Doch wo liegt jetzt der Unterschied zwischen den
Arbeitsbedingungen einer Zeitarbeitsfirma und meinem Vorhaben.

Hallo Thomas,

im Moment bist Du ein ganz normaler Arbeitnehmer. Arbeitgeber ist die Zeitarbeitsfirma. Für Dich werden Beiträge zur Rentenversicherung bezahlt. Wenn Du krank bist, läuft Dein Gehalt weiter. Wenn Du länger als 6 Wochen krank bist, zahlt die Krankenkasse Deinen Lebensunterhalt. Du haftest außer bei Vorsatz und grober Fahrlässigkeit für nichts. Wenn Du Dich heute an einer Maschine mit einem Maß vertust - kann ja mal vorkommen, läuft der Lohn weiter. Du fertigst eben ein neues Teil an. Wenn die Neuanfertigung viele Tage dauert, ist es das Pech Deines Arbeitgebers. Du wirst für Anwesenheit bezahlt und bekommst Dein Geld, weil der Monat zu Ende ist. Du kannst volle 4 bis 6 Wochen im Jahr Urlaub machen und Dein Gehalt läuft ohne jede Kürzung weiter. Wenn Du Dein Geld bekommst, haben andere Leute vorher ausgerechnet, was an Steuern und Sozialabgaben fällig wurde. Letzere zahlst Du nur zur Hälfte und das Geld, das man Dir überweist, ist wirklich Dein Geld. Du darfst es behalten. Du bekommst sogar noch eine Gratis-Abrechnung dazu, die aufgedröselt alle Positionen haarklein enthält. Wenn man mit Dir nicht zufrieden ist, hast Du eine Kündigungsfrist. Keiner kann Dich nach Belieben auf die Straße setzen.

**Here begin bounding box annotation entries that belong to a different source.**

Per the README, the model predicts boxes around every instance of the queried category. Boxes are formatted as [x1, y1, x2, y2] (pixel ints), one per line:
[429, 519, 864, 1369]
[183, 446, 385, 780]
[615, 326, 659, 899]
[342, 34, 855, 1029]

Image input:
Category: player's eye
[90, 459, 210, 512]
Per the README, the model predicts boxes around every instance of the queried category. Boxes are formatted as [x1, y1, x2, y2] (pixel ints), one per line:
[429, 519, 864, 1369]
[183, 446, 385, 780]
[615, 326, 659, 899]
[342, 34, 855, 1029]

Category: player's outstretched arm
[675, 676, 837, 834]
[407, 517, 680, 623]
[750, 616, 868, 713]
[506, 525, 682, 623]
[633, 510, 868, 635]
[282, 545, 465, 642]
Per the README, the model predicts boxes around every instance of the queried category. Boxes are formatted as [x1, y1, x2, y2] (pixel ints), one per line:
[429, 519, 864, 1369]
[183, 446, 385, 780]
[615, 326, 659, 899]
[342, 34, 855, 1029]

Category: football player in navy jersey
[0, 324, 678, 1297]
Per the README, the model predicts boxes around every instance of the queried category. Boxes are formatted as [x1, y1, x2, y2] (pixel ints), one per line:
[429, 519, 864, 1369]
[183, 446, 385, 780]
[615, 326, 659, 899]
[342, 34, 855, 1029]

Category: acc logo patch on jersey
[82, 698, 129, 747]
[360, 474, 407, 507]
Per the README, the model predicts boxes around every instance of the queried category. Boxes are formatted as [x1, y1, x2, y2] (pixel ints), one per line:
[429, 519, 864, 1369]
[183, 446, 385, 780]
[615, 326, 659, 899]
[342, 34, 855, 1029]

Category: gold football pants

In der angedachten Scheinselbständigkeit nützt Dir ein gelber Schein vom Doc nichts mehr. Es gilt die einfache Regel „Kein Arbeitsergebnis - kein Geld“. Die Sozialversicherung ist Deine Privatangelegenheit. Du haftest für alles. Wenn Du Dich an einer Maschine mit einem Maß vertust - kann ja mal vorkommen - arbeitest Du Tag und Nacht, denn Du wirst nur für das richtige Ergebnis bezahlt. Du haftest auch für Deine Krankheit. Es interessiert keinen, daß Du Dir die Lungenentzündung nicht ausgesucht hast. Du hast ganz einfach Termine und wenn die Arbeit nicht fertig ist, bist Du dran. Du wirst nicht für Anwesenheit bezahlt und nicht für Krankheit. Es zählt nur das Ergebnis. Du bekommst kein Geld für Deine Miete, weil der Monat zu Ende ist. Du kannst natürlich Urlaub machen, sogar so viel und so lange Du willst. Während dieser Zeit bekommst Du keinen Cent. Du kannst natürlich für eine Urlaubsvertretung sorgen. Dann steigst Du in den Urlaubsflieger und kaum bist Du in der Luft, meldet sich Deine Vertretung krank und will weiter Geld sehen und zwar von Dir. Die Urlaubsvertretung baut während Deiner Abwesenheit Bockmist, versaut Werkstücke und eine Maschine. Du zahlst trotzdem Gehalt und Du ersetzt die Maschine. Wenn Du Arbeit abgeliefert hast, bekommst Du deshalb noch lange kein Geld und das Geld, das Du bekommst, gehört Dir nicht. Du mußt nämlich erst einmal Rechnungen schreiben - alles fein übersichtlich aufgedröselt. Dann läuft erst einmal eine Zahlungsfrist. Wenn Du endlich Geld auf dem Konto hast, mußt Du selbst dafür sorgen, daß Finanzamt und Sozialversicherung ihr Geld bekommen und niemand gibt die Hälfte dazu. Wenn man mit Dir nicht mehr zufrieden ist, gestaltet sich der Sachverhalt sehr einfach: Man schmeißt Dich raus. Von einer Sekunde auf die andere.

Reicht das erst einmal zur Verdeutlichung der Unterschiede?